Primeiro longa-metragem das cineastas cearenses Amanda Fontes e Michelline Helena, Quando Eu Me Encontrar tem uma protagonista que jamais aparece na tela. No filme, que participa da Competição Brasileira do festival Olhar de Cinema, Dayane abandona a família e o noivo, deixando apenas um bilhete, no qual, sem grandes detalhes, escreve que vai embora para descobrir quem é e encontrar seu lugar no mundo. A trama se desenvolve em torno do vazio de sua ausência.
De Dayane, ouvimos apenas sua voz na sequência inicial do longa, quando canta, em companhia de amigas, o samba “Preciso Me Encontrar”, composição de Candeia imortalizada na voz de Cartola. A canção não é a única a pontuar a narrativa. Em outros momentos, músicas como “Trocando em Miúdos”, de Chico Buarque e Francis Hime, e a também buarqueana “Canção Desnaturada”, da trilha de Ópera do Malandro, perpassam a trama com ela dialogando intensamente.

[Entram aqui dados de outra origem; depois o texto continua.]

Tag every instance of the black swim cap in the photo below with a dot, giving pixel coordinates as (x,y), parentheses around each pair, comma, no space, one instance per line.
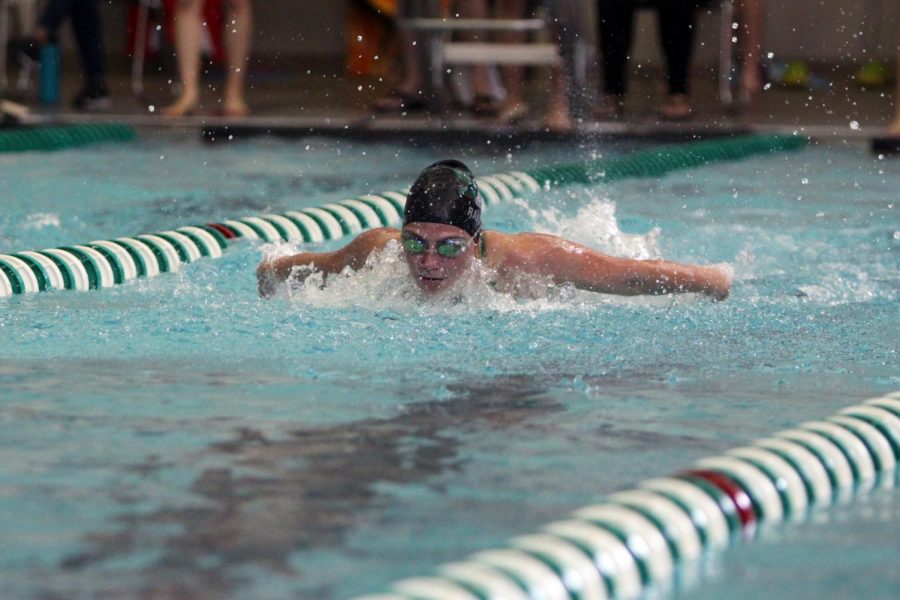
(445,192)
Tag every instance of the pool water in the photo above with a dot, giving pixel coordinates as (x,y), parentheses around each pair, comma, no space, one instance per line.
(179,437)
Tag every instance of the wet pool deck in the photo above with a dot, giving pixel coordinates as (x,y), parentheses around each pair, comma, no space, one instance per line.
(318,99)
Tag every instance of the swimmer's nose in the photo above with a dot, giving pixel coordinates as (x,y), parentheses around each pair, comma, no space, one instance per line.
(431,260)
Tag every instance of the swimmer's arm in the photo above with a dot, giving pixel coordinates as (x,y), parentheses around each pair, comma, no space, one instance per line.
(274,271)
(589,269)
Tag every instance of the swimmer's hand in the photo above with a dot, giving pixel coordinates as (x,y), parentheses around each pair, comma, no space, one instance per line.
(718,282)
(266,279)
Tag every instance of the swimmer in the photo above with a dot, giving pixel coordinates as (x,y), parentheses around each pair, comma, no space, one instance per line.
(442,239)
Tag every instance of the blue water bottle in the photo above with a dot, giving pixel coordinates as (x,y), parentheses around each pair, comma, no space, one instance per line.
(49,92)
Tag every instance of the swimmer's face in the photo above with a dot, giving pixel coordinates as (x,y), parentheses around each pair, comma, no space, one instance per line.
(437,254)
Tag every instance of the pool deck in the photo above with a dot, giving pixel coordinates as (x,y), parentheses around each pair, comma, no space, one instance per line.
(318,99)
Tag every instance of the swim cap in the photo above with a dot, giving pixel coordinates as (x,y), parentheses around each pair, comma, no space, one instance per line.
(445,192)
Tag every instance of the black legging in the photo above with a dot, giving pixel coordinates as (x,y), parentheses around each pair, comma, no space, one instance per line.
(615,19)
(85,26)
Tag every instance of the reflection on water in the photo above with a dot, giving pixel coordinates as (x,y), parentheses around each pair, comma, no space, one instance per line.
(274,497)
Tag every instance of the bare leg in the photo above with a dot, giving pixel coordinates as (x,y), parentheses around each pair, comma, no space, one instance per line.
(188,34)
(514,107)
(894,129)
(238,36)
(409,91)
(752,19)
(476,9)
(558,118)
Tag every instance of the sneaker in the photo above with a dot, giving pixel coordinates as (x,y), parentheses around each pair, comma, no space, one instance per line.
(93,99)
(26,50)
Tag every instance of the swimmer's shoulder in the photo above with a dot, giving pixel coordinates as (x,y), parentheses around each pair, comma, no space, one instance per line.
(505,248)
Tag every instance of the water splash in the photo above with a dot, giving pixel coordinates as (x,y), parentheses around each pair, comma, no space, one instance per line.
(595,225)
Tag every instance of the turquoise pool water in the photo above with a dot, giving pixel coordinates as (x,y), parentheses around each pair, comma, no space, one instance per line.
(179,437)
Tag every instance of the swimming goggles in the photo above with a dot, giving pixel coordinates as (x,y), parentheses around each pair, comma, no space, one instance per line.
(448,248)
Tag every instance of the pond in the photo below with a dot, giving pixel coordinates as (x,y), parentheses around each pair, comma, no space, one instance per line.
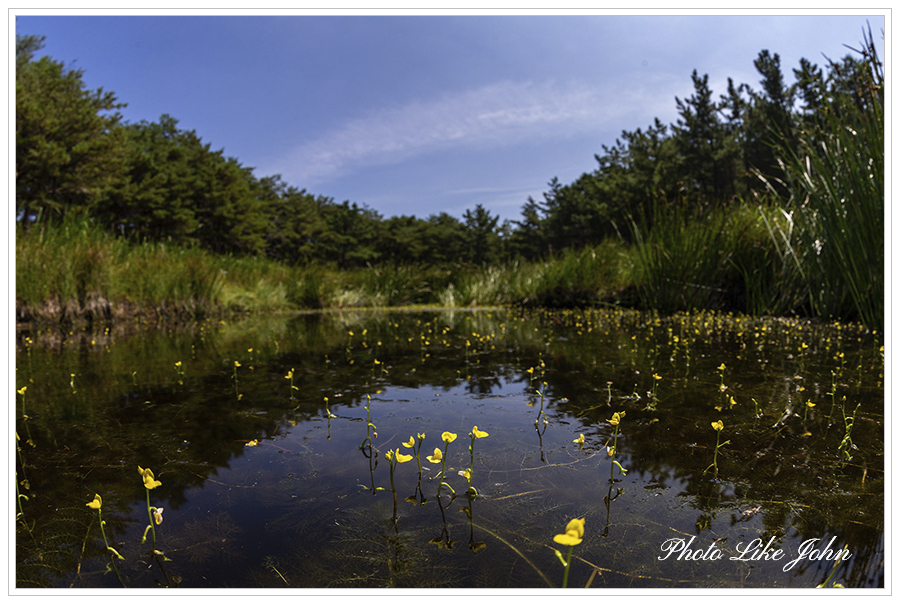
(278,452)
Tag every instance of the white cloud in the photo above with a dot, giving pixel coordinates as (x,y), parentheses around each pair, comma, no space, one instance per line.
(496,116)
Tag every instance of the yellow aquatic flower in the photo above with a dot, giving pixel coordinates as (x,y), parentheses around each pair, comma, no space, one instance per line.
(437,457)
(574,533)
(150,482)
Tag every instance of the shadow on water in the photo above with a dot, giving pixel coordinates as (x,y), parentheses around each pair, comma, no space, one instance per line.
(274,438)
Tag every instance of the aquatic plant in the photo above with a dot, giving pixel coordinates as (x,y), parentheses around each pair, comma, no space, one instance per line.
(371,430)
(573,536)
(97,504)
(718,426)
(438,456)
(615,420)
(394,457)
(579,441)
(153,514)
(541,415)
(847,445)
(474,434)
(416,445)
(290,376)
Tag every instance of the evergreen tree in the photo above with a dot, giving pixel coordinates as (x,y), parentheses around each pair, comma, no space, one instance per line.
(68,149)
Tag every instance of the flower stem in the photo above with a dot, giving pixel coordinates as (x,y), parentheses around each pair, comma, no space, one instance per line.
(568,565)
(150,517)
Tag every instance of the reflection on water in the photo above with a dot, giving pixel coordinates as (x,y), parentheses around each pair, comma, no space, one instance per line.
(271,438)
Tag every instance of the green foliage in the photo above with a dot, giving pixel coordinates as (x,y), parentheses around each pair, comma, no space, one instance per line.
(68,149)
(753,203)
(179,190)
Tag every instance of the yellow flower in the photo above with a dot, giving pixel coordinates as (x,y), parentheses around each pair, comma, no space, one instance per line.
(150,482)
(574,533)
(437,457)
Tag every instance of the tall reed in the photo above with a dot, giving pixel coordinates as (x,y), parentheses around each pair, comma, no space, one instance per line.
(834,230)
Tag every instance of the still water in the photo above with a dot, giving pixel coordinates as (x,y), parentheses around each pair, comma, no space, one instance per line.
(279,446)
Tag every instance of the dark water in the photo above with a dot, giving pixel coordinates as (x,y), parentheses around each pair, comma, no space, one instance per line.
(260,488)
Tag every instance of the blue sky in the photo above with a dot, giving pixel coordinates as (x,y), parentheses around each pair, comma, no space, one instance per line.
(425,114)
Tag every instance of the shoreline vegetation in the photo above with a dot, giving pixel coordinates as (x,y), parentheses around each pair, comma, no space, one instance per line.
(768,202)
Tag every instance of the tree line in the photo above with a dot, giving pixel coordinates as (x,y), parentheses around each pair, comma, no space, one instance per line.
(152,181)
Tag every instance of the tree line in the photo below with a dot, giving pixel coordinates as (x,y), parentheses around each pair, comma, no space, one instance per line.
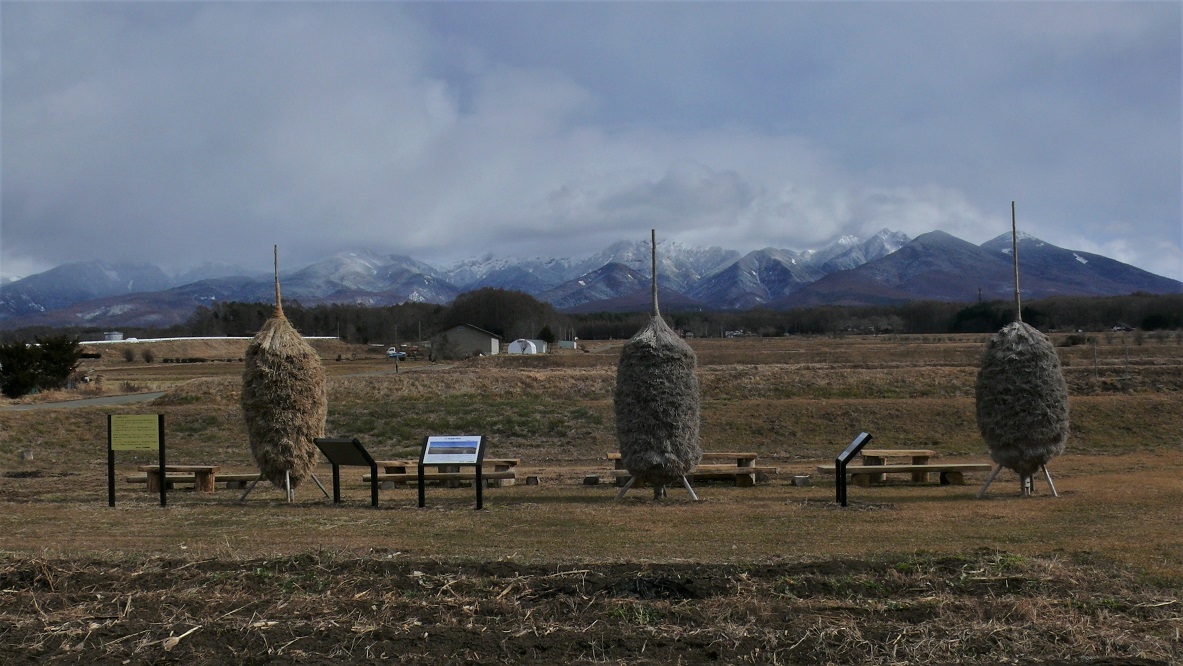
(512,315)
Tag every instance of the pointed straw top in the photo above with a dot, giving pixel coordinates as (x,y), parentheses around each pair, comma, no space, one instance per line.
(653,243)
(279,304)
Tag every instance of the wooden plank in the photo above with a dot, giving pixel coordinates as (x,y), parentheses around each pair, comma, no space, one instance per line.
(189,469)
(706,456)
(169,478)
(898,452)
(902,467)
(413,477)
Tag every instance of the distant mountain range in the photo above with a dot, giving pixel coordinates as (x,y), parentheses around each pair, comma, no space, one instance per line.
(885,269)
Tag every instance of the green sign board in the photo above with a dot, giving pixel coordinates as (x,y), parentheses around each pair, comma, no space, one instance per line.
(135,432)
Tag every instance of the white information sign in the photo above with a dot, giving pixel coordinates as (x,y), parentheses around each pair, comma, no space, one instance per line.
(452,450)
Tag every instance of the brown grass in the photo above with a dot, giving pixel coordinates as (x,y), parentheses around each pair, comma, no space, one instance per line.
(907,573)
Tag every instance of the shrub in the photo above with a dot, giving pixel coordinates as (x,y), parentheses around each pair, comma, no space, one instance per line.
(47,363)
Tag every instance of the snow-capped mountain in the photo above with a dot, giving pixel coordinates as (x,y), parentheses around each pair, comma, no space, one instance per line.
(887,267)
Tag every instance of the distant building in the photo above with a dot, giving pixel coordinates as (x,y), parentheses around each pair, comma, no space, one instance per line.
(527,347)
(464,341)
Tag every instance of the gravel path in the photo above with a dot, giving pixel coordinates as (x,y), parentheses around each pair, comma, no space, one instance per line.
(86,402)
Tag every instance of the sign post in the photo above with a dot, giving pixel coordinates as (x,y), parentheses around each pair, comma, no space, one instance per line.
(457,451)
(135,432)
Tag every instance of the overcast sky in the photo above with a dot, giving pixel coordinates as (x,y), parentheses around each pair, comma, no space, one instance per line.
(180,133)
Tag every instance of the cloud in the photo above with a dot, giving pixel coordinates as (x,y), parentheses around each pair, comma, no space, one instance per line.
(187,133)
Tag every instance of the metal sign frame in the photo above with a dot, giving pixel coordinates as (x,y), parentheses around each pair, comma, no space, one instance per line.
(135,432)
(840,465)
(459,451)
(342,451)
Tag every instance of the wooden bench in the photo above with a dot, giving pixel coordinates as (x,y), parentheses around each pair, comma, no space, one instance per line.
(231,480)
(200,476)
(741,469)
(881,456)
(502,473)
(950,473)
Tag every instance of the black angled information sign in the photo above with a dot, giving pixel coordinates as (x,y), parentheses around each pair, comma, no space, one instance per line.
(452,451)
(135,432)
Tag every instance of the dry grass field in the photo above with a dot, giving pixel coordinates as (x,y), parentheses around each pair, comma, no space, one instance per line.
(561,571)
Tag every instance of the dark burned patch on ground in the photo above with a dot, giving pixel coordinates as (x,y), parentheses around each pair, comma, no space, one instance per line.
(983,608)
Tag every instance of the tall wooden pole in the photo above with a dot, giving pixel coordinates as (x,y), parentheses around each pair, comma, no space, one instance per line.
(279,306)
(1014,254)
(653,243)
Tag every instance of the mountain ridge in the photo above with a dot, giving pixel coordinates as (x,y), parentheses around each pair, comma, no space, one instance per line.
(887,267)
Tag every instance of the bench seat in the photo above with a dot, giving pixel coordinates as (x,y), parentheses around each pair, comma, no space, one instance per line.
(495,478)
(741,476)
(950,472)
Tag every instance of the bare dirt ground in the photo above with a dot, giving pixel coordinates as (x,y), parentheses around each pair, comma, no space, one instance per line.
(562,573)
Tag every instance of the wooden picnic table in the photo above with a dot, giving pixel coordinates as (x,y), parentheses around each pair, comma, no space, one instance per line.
(202,476)
(880,457)
(503,472)
(715,465)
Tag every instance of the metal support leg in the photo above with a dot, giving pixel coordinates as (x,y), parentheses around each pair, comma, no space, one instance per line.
(1049,484)
(317,482)
(250,487)
(627,485)
(981,493)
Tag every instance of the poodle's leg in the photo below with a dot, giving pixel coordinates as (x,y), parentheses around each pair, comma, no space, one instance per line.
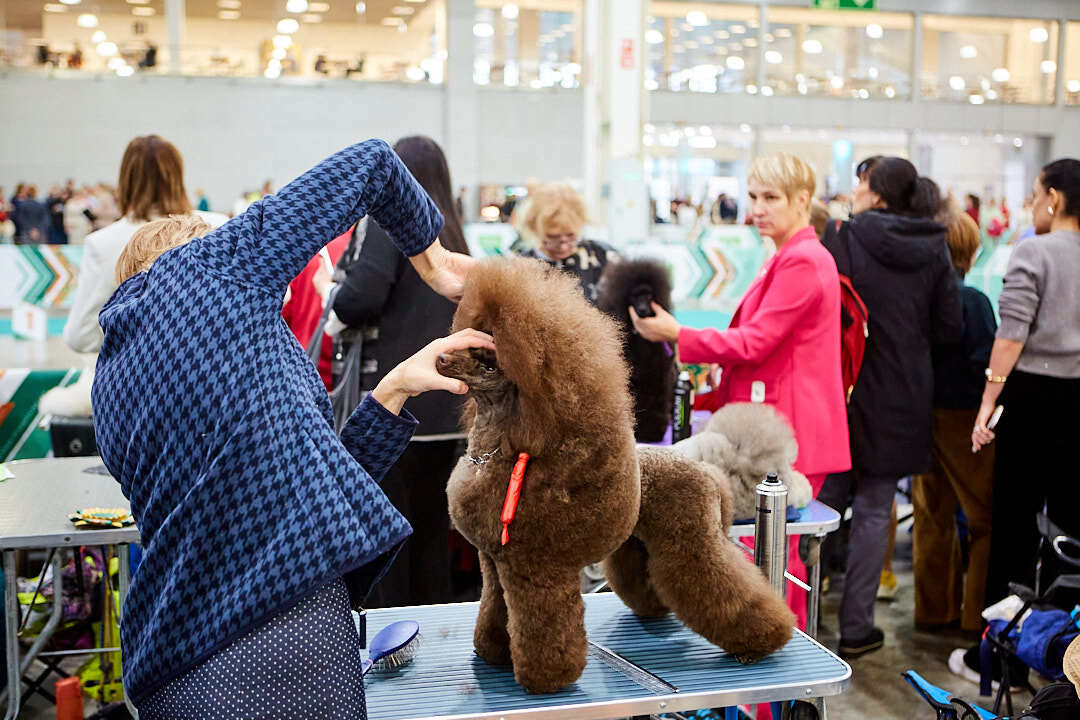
(626,571)
(490,637)
(547,626)
(718,593)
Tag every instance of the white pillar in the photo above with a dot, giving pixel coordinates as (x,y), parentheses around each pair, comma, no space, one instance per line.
(616,187)
(460,113)
(175,22)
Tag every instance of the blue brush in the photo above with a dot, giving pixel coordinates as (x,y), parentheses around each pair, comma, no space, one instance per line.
(394,647)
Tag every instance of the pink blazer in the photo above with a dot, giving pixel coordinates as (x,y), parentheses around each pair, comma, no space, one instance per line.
(783,348)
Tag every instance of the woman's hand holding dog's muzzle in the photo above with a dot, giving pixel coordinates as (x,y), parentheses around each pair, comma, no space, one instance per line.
(418,375)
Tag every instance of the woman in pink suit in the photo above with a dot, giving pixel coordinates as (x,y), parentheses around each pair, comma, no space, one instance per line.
(783,343)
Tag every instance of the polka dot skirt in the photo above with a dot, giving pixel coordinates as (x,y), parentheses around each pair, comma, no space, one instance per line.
(304,663)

O desaparecimento de Dayane e a lacuna que deixa para trás colocam em movimento Quando Eu Me Encontrar, um entre vários longas-metragens nacionais dirigidos por mulheres em competição no festival curitibano. A mãe Marluce (vivida pela excelente atriz baiana Luciana Souza, de Ó Pai Ó) e sua irmã Mariana (Pipa) têm de reinventar o cotidiano da casa, e repensar os afetos que nela residem, para continuar vivendo juntas. Mas é o noivo, Antônio (David Santos), quem mais sofre, por não compreender o fim do relacionamento, que para ele se revela uma falsa certeza.
As diretoras, também roteiristas, tecem na tela, para o espectador, uma delicada teia de relações em cujo centro está presença ausente de Dayane e sua coragem de romper com o conformismo.
As diretoras, também roteiristas, tecem na tela, para o espectador, uma delicada teia de relações em cujo centro está a presença ausente de Dayane e sua coragem de romper com o conformismo, com a ordem.
Marluce, que de dia trabalha em uma lanchonete e à noite vende seus quitutes na rua para completar o orçamento, se percebe ainda mais só como mulher, mãe e filha – há muito ela não tem contato com a própria mãe, que, em sua percepção, também a abandonou com a avó quando ela era pequena.
Mariana, irmã adolescente de Dayane, enfrenta, na escola de classe média alta onde estuda como bolsista, preconceito de classe, racismo e misoginia. É um ambiente de latente violência onde, a despeito de ser uma ótima estudante, ela é excluída sistematicamente e tenta se impor, por vezes de forma traumática.
Antonio, por sua vez, trabalha como vendedor em uma loja de calçados popular e encarava o casamento próximo como uma espécie de compensação emocional para a dureza do dia a dia. No cubículo onde mora guarda o enxoval que com dificuldade vem comprando peça a peça. A partida de Dayane faz tudo ruir, ou se tornar evidente, dependendo do ponto de vista.
Apostando no naturalismo das interpretações, em diálogos deliciosamente orgânicos, muito convincentes, e personagens bem delineados, complexos, Quando Eu Me Encontrar faz lembrar o mineiro Marte Um, de Gabriel Martins, em seu exercício de observação ao mesmo tempo afiado e afetivo do cotidiano, e retratar gente comum de forma muito autêntica. É um belo filme, com um encerramento tão inesperado quando inspirado, que não encerra nada, apenas anuncia uma possibilidade de caminho.